Additionally, we implemented Local Indicators of Spatial Association (Lisa) models based on CistromeDB TR ChiP-seq (Qin et al., 2020) to predict TRs from the list of differentially regulated proteins, including early changes (10 h vs. 1 h) (Figure 10A), and later changes (48 h vs. 1 h) in the absence of Dex (Figure 10C), or changes caused by Dex, comparing 48 h with Dex vs. 48 h without Dex (Figure 10E). This analysis predicts which TRs are likely to drive the changes in the proteome. The corresponding expression of TRs in the proteomics datasets is shown in Figures 10B, D, F. Supporting data are in Supplementary Table S5. Interestingly, the top predicted TRs from the Lisa models were also the ones that were significantly altered in the LSEC proteomes.

At 10 h, the expression of FLI1 (Friend leukemia integration 1 transcription factor), ERG (Transcriptional regulator ERG), and STAT3 were repressed, whereas JUNB (Transcription factor jun-B), MAFK (Transcription factor MafK), and CEBPB (CCAAT/enhancer-binding protein beta) were enhanced compared to 1 h (Figure 10B). Recently, a constitutive expression and cooperative action of FLI1 and ERG were shown essential to uphold endothelial identity, while deficiency of these factors leads to leakiness and increased inflammation (Gomez-Salinero et al., 2022).

At 48 h, GATA4 (transcription factor GATA-4), which is an essential transcription factor for the development and maintenance of the LSEC phenotype (Geraud et al., 2017), was repressed both in the presence and absence of Dex (Figure 10D). ERG, STAT3 (Figure 10B) ELF1 (ETS-related transcription factor Elf-1), STAT5B, RXRA (Retinoid X receptor alpha) and ZMIZ1 (Zinc Finger MIZ-type containing 1) (Figure 10D) were also repressed at this time point in culture, while LSECs displayed elevated expression of CAPG (Macrophage-capping protein) (Figure 10D), and STAT1 (Figure 10F). The observed changes in top predicted TFs at 10 and 48 h suggest that the LSEC phenotype undergo marked transcriptional reprogramming over time.

Significant differences in TR expression between Dex-treated cells and time-matched controls, were first observed in the proteome at 48 h. NR3C1, ETS1, AHR (Aryl hydrocarbon receptor), NOTCH1, STAT1, FOXO1, and TCF4 (Transcription factor 4), shown in Figure 10F were among the top 10 predicted TRs identified as regulated by Dex at this time point (Figure 10E).
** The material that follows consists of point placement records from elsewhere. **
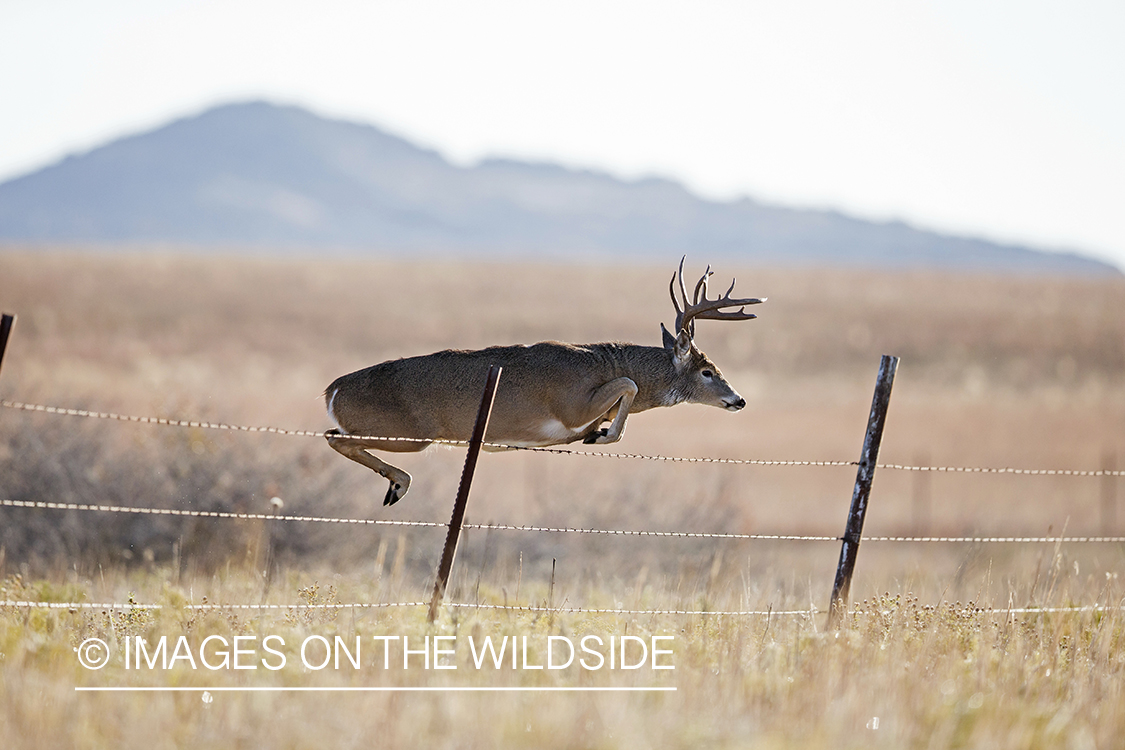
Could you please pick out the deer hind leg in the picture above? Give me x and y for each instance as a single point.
(614, 396)
(356, 450)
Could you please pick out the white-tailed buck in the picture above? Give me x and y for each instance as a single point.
(549, 392)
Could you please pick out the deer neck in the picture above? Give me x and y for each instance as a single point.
(653, 369)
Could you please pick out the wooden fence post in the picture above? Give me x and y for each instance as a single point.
(462, 491)
(849, 547)
(6, 323)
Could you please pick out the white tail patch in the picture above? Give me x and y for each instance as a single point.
(332, 413)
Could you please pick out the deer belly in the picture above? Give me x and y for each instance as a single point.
(549, 432)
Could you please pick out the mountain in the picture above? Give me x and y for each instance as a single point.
(262, 175)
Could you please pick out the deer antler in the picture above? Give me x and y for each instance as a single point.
(701, 308)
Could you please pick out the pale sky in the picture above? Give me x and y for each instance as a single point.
(1000, 119)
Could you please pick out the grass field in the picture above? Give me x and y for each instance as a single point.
(996, 372)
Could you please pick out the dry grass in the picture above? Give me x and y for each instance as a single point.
(1026, 372)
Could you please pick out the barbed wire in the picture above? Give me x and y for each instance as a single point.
(559, 451)
(812, 612)
(552, 530)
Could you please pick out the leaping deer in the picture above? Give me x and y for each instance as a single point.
(549, 394)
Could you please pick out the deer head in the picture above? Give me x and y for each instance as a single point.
(702, 382)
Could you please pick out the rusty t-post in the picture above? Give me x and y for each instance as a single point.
(462, 490)
(849, 545)
(6, 323)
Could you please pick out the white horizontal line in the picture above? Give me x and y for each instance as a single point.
(375, 689)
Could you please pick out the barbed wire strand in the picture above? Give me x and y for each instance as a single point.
(559, 451)
(552, 530)
(133, 606)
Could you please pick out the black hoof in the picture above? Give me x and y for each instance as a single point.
(393, 495)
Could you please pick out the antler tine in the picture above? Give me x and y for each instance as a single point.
(702, 308)
(701, 285)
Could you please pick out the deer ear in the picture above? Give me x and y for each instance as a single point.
(682, 348)
(669, 341)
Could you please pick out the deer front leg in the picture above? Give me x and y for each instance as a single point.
(614, 395)
(357, 451)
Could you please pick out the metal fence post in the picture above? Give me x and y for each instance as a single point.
(462, 490)
(849, 547)
(6, 323)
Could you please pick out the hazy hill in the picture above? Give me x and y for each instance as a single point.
(259, 174)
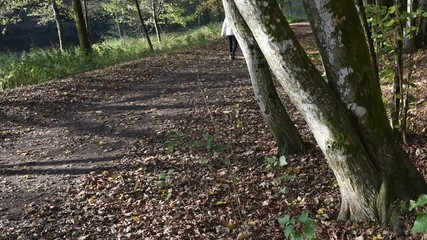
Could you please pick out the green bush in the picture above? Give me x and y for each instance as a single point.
(420, 224)
(42, 65)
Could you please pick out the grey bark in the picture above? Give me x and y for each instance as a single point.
(326, 116)
(141, 19)
(371, 175)
(81, 27)
(156, 24)
(288, 140)
(351, 74)
(59, 26)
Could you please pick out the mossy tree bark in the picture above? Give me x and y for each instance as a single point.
(346, 115)
(81, 27)
(144, 29)
(336, 27)
(287, 137)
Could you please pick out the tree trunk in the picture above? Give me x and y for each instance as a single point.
(288, 140)
(86, 13)
(141, 19)
(59, 25)
(119, 25)
(348, 119)
(421, 38)
(81, 27)
(156, 24)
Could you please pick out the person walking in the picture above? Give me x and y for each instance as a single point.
(232, 41)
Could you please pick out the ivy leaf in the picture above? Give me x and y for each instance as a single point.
(422, 200)
(420, 224)
(282, 161)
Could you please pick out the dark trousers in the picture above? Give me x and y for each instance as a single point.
(232, 45)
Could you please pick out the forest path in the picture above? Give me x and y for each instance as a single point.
(61, 130)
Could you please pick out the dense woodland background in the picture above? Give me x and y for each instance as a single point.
(147, 112)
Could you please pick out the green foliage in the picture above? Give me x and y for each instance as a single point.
(420, 224)
(42, 65)
(165, 178)
(302, 227)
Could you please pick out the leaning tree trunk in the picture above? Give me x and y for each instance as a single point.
(81, 27)
(357, 86)
(371, 180)
(421, 38)
(119, 25)
(59, 26)
(86, 15)
(141, 19)
(288, 140)
(156, 23)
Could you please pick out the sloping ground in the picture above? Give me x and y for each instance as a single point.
(170, 147)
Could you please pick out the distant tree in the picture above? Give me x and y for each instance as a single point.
(144, 28)
(59, 26)
(154, 10)
(82, 32)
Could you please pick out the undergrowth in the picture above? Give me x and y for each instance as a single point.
(42, 65)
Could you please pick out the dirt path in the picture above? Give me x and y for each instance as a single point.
(83, 157)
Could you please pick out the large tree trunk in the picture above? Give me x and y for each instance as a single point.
(288, 139)
(81, 27)
(141, 19)
(156, 24)
(119, 25)
(357, 86)
(348, 119)
(59, 26)
(421, 38)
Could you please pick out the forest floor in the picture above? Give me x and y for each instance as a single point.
(169, 147)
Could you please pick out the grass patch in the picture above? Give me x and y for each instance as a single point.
(42, 65)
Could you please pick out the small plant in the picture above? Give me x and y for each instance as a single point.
(175, 139)
(165, 178)
(420, 224)
(281, 180)
(273, 164)
(301, 227)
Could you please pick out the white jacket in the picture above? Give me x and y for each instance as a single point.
(226, 29)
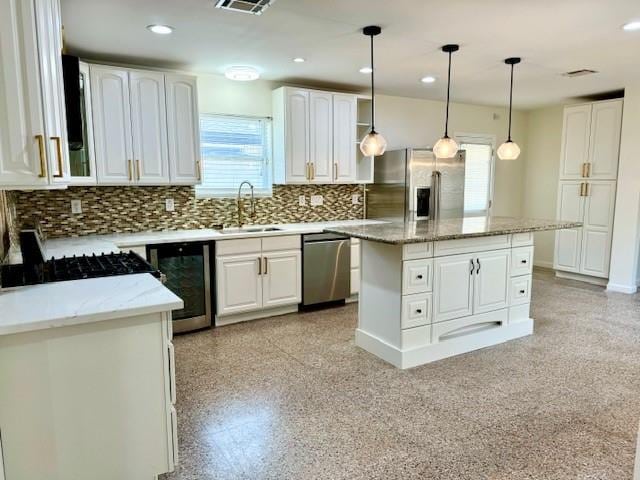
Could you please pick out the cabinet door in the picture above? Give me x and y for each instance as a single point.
(23, 160)
(282, 280)
(344, 138)
(598, 228)
(296, 135)
(183, 129)
(569, 242)
(491, 282)
(575, 141)
(321, 137)
(238, 283)
(149, 128)
(111, 125)
(604, 149)
(453, 287)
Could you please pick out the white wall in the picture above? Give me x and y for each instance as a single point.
(544, 136)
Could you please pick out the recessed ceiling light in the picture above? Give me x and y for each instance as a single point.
(160, 29)
(242, 73)
(635, 25)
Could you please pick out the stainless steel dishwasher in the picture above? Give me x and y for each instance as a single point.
(326, 268)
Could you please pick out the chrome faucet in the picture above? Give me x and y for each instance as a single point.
(240, 207)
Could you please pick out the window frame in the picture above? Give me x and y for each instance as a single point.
(208, 192)
(483, 139)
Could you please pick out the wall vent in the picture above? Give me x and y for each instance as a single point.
(579, 73)
(254, 7)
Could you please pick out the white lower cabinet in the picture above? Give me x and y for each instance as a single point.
(254, 275)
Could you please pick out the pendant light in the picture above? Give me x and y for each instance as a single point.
(510, 150)
(373, 144)
(447, 147)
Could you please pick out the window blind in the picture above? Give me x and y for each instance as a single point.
(234, 149)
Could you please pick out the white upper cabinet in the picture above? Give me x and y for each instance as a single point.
(183, 129)
(149, 127)
(33, 140)
(344, 138)
(112, 125)
(321, 138)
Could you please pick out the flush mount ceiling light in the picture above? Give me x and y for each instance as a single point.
(241, 73)
(160, 29)
(510, 150)
(373, 144)
(447, 147)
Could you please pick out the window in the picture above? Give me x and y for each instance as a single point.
(234, 149)
(478, 181)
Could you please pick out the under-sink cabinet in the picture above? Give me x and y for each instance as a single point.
(257, 277)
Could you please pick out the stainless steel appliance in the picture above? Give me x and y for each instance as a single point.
(411, 184)
(326, 268)
(187, 269)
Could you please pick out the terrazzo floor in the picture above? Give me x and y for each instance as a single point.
(293, 398)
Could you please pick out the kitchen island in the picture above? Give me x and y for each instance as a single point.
(437, 288)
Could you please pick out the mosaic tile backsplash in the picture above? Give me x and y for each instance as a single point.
(137, 209)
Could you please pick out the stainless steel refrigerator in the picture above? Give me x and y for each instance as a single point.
(411, 184)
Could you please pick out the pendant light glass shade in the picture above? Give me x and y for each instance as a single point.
(510, 150)
(447, 147)
(373, 144)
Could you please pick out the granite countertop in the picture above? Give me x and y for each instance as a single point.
(448, 229)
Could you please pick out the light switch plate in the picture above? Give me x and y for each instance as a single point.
(76, 206)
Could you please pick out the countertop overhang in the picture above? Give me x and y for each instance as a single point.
(398, 233)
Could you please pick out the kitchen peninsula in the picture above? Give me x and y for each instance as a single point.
(437, 288)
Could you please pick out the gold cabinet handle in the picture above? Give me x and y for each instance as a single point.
(58, 141)
(43, 163)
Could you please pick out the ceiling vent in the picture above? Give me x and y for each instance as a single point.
(579, 73)
(254, 7)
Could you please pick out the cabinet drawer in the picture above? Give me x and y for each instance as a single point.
(417, 276)
(416, 310)
(412, 251)
(236, 246)
(520, 290)
(521, 261)
(468, 245)
(284, 242)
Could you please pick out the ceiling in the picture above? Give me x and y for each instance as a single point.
(552, 36)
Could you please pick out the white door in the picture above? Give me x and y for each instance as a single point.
(149, 128)
(49, 30)
(344, 138)
(453, 287)
(575, 141)
(112, 125)
(282, 279)
(597, 229)
(604, 150)
(238, 283)
(23, 157)
(569, 242)
(491, 288)
(321, 137)
(183, 129)
(296, 124)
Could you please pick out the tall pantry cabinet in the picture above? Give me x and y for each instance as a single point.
(587, 188)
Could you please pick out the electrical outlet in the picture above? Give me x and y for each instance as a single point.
(76, 206)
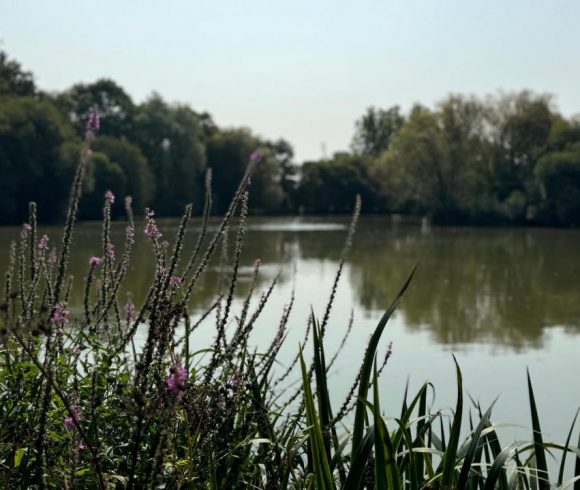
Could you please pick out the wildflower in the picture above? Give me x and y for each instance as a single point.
(175, 281)
(93, 124)
(129, 311)
(110, 251)
(130, 235)
(69, 422)
(60, 315)
(151, 229)
(176, 381)
(161, 270)
(52, 258)
(43, 243)
(109, 197)
(256, 156)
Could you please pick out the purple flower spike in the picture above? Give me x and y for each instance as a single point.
(176, 381)
(43, 243)
(175, 281)
(93, 124)
(109, 197)
(129, 311)
(69, 422)
(60, 315)
(256, 156)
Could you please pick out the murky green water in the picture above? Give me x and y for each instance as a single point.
(500, 299)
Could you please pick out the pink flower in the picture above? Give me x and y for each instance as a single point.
(176, 381)
(93, 124)
(175, 281)
(256, 156)
(52, 258)
(109, 197)
(129, 311)
(43, 243)
(60, 315)
(151, 229)
(110, 249)
(130, 235)
(69, 422)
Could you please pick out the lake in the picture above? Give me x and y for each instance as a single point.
(502, 300)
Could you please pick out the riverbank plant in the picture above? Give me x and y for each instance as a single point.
(85, 404)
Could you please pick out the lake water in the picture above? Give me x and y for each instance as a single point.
(502, 300)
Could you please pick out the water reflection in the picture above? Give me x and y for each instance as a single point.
(503, 287)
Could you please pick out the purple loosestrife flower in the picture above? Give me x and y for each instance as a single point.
(69, 422)
(151, 229)
(109, 197)
(93, 124)
(129, 311)
(25, 229)
(256, 156)
(175, 281)
(43, 243)
(176, 381)
(130, 235)
(111, 251)
(52, 258)
(60, 315)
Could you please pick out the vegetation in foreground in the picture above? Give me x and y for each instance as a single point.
(84, 405)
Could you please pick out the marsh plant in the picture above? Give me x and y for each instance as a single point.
(85, 404)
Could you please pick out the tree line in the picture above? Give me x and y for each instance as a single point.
(505, 159)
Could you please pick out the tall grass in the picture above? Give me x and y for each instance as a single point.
(83, 405)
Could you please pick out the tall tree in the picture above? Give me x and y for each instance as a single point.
(375, 130)
(13, 79)
(115, 106)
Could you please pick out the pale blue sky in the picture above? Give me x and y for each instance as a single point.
(302, 70)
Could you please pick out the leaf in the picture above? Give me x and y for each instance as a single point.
(538, 441)
(451, 451)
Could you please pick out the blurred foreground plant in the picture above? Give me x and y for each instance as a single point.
(83, 404)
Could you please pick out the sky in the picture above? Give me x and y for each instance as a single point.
(303, 70)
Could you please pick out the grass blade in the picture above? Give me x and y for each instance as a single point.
(366, 371)
(538, 441)
(451, 452)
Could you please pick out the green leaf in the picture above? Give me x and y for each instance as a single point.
(538, 441)
(367, 366)
(451, 451)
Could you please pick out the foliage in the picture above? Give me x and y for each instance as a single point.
(86, 404)
(506, 159)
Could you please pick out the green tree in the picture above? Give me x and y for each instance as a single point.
(134, 167)
(228, 153)
(115, 107)
(375, 130)
(13, 79)
(330, 186)
(171, 138)
(32, 137)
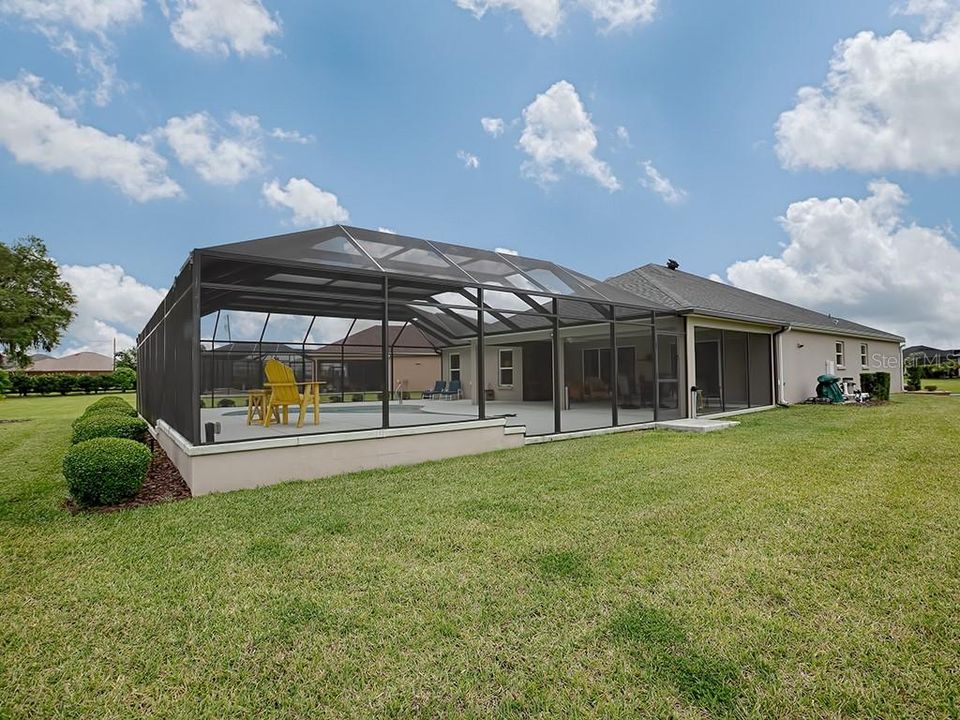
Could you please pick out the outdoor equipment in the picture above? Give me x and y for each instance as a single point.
(828, 387)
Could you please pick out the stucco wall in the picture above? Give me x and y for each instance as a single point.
(802, 365)
(235, 466)
(417, 372)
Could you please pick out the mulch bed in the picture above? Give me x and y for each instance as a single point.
(163, 484)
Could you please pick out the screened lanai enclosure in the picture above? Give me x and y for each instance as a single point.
(391, 331)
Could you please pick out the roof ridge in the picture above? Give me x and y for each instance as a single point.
(653, 281)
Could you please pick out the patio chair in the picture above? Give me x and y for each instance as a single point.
(453, 392)
(283, 390)
(438, 389)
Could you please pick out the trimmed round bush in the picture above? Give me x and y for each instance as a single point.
(104, 471)
(106, 424)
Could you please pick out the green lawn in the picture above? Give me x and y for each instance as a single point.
(951, 384)
(806, 564)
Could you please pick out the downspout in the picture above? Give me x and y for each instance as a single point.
(778, 365)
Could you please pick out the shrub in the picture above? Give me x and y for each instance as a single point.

The glucocorticoid receptor NR3C1 was downregulated in the LSEC proteome, and significantly further repressed in the presence of Dex (Figure 10F). ETS1 (ETS proto-oncogene 1), which activates the expression of cytokine and chemokines in various contexts (Russell and Garrett-Sinha, 2010), was also repressed in the Dex-treated samples (Figure 10F). NOTCH1, a regulator of cell proliferation, differentiation, and cell death (Kopan, 2012), and STAT1, which is involved in immune system functions, were enhanced in the non-treated samples at 48 h, while Dex reciprocated or repressed this upregulation (Figure 10F). On the contrary, FOXO1 which is an important regulator in energy metabolism and activator of gluconeogenesis and glycogenolysis (Calissi et al., 2021) was repressed without Dex, and enhanced with Dex (Figures 10F, 8D).